3.8 Notify you, without undue delay, upon becoming aware of and confirming any accidental, unauthorized, or unlawful Processing of, disclosure of, or access to the Personal Information in the course of providing our Products, Platform, or Services under the Agreement, including any Security Breach, and further:

(a) notify the User and provide a detailed description of the Security Breach; the type of information that was disclosed by the Security Breach; the identity of the affected person(s), and the steps we are taking and will take to mitigate and remediate such Security Breach; and

(b) take immediate action to investigate the Security Breach and to identify, prevent, and mitigate the effects of the Security Breach and, with the prior written approval of the User, carry out any recovery or other action necessary to remedy the Security Breach.

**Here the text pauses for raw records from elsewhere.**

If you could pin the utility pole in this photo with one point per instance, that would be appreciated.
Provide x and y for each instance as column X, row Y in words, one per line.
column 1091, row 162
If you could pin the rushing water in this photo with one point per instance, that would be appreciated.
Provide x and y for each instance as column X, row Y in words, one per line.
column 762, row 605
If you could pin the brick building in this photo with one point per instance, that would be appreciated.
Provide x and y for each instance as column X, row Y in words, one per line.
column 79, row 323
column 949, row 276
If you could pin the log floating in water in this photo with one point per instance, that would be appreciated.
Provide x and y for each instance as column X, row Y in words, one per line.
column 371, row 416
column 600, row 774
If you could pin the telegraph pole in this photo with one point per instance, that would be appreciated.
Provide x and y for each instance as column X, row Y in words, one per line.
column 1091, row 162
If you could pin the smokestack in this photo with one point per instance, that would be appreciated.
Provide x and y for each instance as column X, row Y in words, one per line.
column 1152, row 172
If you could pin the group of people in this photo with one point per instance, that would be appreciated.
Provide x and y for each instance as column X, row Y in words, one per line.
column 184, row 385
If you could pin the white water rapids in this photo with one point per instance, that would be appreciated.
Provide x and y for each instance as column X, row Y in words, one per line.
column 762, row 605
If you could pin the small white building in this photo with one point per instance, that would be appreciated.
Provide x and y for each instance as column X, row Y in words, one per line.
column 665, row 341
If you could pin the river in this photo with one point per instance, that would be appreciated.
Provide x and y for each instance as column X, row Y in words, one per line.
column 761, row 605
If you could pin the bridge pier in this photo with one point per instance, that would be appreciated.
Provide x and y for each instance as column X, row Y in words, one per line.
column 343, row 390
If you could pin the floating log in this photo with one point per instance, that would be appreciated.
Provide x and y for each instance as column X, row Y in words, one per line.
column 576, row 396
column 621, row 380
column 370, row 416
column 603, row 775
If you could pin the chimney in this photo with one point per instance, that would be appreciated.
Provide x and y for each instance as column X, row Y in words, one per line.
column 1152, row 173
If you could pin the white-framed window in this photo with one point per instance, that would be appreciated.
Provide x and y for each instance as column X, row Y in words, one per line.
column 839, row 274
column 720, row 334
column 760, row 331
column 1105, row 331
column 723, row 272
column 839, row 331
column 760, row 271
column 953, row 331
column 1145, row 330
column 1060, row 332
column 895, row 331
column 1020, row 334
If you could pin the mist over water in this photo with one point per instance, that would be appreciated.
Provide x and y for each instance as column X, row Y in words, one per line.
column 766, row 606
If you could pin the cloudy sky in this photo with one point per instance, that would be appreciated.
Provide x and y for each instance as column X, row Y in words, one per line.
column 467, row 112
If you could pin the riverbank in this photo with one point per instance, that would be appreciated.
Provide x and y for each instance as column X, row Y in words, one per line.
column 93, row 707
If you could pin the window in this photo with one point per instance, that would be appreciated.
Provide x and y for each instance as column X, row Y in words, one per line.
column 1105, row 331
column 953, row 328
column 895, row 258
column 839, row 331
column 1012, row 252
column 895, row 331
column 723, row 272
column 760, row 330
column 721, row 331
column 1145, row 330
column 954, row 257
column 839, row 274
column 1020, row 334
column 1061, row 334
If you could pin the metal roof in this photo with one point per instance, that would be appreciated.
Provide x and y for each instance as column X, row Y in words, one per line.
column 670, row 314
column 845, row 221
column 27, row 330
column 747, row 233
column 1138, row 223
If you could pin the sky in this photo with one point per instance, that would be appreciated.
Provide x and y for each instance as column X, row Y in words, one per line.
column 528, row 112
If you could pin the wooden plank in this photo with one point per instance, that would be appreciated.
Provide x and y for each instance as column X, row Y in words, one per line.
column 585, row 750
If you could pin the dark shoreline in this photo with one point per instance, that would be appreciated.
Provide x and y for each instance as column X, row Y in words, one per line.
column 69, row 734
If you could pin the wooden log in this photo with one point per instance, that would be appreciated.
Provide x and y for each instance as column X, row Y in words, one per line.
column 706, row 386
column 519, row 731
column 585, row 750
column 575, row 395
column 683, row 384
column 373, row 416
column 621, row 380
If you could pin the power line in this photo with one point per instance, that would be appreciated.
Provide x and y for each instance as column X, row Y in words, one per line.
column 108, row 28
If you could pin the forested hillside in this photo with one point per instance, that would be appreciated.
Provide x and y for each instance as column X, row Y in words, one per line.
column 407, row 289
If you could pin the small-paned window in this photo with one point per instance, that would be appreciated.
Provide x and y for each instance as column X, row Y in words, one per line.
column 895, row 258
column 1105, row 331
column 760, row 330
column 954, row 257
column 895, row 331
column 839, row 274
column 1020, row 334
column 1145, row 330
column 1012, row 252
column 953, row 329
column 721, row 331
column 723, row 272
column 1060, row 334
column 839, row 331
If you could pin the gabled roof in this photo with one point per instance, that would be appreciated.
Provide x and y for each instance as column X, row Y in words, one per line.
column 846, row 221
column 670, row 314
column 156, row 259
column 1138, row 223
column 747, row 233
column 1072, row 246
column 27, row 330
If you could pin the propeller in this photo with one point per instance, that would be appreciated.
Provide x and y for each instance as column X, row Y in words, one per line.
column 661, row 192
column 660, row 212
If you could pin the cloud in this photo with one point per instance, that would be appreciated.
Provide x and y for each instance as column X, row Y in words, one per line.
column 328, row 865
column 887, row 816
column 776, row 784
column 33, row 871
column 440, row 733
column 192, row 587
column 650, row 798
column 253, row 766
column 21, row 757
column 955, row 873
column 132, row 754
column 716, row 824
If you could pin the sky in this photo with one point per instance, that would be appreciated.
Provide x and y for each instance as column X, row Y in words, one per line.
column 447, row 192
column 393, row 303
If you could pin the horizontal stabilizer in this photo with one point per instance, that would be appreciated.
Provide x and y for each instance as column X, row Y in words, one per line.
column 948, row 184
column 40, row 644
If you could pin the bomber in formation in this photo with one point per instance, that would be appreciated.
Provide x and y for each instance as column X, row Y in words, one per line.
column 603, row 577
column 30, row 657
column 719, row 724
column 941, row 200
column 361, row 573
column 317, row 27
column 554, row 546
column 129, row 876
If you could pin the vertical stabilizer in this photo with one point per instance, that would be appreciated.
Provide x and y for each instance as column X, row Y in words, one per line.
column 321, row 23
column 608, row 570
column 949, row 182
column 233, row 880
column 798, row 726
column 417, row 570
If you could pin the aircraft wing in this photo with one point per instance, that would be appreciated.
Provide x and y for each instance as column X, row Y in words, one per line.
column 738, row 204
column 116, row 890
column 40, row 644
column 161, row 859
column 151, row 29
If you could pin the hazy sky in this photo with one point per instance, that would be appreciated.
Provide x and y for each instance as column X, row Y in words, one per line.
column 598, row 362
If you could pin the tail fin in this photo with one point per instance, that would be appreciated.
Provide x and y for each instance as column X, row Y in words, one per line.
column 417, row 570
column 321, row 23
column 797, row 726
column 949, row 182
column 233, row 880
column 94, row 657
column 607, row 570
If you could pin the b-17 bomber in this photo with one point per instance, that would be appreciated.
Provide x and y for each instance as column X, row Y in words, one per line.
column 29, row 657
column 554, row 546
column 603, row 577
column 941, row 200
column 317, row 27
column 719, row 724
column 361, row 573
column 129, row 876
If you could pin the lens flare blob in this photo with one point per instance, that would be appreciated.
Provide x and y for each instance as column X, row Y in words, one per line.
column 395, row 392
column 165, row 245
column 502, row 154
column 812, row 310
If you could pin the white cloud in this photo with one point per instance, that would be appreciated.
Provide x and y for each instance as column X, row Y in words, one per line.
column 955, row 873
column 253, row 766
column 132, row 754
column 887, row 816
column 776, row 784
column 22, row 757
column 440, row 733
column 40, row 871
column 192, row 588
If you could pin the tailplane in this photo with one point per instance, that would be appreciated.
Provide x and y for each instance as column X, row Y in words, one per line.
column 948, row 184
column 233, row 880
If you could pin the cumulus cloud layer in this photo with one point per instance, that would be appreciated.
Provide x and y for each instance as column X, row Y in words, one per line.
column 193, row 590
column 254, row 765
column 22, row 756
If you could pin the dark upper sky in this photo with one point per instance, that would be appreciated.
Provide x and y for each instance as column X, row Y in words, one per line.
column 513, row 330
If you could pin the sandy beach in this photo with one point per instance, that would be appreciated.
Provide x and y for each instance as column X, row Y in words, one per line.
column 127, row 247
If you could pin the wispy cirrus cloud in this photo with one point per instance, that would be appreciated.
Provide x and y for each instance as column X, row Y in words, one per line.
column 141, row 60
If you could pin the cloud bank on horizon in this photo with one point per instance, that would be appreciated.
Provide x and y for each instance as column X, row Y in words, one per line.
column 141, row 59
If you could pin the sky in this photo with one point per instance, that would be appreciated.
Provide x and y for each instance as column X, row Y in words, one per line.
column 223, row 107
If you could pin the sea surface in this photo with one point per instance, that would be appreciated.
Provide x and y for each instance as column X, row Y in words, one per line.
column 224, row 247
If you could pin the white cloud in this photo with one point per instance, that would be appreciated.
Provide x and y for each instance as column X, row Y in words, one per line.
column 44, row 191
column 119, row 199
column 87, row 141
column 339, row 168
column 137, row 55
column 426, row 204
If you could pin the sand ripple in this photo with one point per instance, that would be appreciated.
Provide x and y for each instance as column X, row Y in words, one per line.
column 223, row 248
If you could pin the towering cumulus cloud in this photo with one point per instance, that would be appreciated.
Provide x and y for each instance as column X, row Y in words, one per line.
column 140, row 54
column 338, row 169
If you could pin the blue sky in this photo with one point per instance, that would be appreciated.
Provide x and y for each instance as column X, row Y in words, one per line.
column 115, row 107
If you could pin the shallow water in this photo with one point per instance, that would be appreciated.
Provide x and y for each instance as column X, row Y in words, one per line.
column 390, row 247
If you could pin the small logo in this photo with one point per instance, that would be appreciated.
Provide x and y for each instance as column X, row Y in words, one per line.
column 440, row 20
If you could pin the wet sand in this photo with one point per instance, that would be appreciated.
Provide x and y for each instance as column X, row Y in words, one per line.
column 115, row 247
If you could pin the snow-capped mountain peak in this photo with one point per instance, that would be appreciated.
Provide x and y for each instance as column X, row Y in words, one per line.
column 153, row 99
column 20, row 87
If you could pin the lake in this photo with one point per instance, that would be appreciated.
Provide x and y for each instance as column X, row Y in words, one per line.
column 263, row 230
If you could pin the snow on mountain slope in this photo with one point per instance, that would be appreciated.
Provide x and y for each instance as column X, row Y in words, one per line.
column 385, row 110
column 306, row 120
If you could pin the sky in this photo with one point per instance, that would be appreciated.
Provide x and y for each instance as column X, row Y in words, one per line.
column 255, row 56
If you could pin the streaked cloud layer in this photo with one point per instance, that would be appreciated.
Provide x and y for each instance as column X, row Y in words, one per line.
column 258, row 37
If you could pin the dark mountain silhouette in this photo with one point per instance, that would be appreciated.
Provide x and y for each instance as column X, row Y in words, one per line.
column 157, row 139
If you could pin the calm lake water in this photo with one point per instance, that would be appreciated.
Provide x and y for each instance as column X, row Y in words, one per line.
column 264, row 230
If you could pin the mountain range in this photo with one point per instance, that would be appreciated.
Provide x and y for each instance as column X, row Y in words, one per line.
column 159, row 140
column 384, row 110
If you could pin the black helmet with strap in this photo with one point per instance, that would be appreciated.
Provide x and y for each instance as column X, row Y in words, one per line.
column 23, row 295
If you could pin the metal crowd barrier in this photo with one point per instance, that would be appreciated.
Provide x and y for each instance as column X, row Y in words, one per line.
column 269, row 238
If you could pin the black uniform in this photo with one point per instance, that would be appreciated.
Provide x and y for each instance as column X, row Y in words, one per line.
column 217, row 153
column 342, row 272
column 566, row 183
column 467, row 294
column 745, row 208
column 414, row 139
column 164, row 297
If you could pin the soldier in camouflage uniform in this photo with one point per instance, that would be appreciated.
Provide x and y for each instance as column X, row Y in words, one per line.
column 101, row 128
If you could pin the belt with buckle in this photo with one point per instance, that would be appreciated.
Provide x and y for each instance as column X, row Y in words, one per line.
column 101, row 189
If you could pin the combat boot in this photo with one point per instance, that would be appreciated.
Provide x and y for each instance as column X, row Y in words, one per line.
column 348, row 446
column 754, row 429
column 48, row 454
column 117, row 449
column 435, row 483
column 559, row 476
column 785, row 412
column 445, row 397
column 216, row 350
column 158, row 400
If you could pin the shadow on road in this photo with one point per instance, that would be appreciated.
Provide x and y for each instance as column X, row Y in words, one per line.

3.9 Promptly initiate our purge process to delete or anonymize your Personal Information upon termination of the Agreement; and

3.10 Comply with the applicable Data Protection Legislation.

4. General Provisions.

4.1 In the event of any conflict or inconsistency between the provisions of the Terms of Services and this DPA, the provisions of this DPA shall prevail. For the avoidance of doubt and to the extent allowed by applicable law, any and all liability under this DPA, including limitations thereof, will be governed by the relevant provisions of the Terms of Service and Sale and other Policies. You acknowledge and agree that we may amend this DPA from time to time by posting the relevant amended and restated DPA on our Platform (including our website) and such amendments to this DPA are effective as of the date of posting. Your continued use of our Products, Platform, and Services after the amended DPA is posted to our Platform (including our website) constitutes your agreement to, and acceptance of, the amended DPA. If you do not agree to any changes to this DPA, do not continue to use our Products, Platform, or Services.

4.2 Except as specifically modified and amended in this DPA, all of the terms, provisions and requirements contained in the Agreement shall remain in full force and effect and govern the Agreement. If any provision of this DPA is held illegal or unenforceable in a judicial proceeding, such provision shall be severed and shall be inoperative, and the remainder of this DPA shall remain operative and binding on the parties.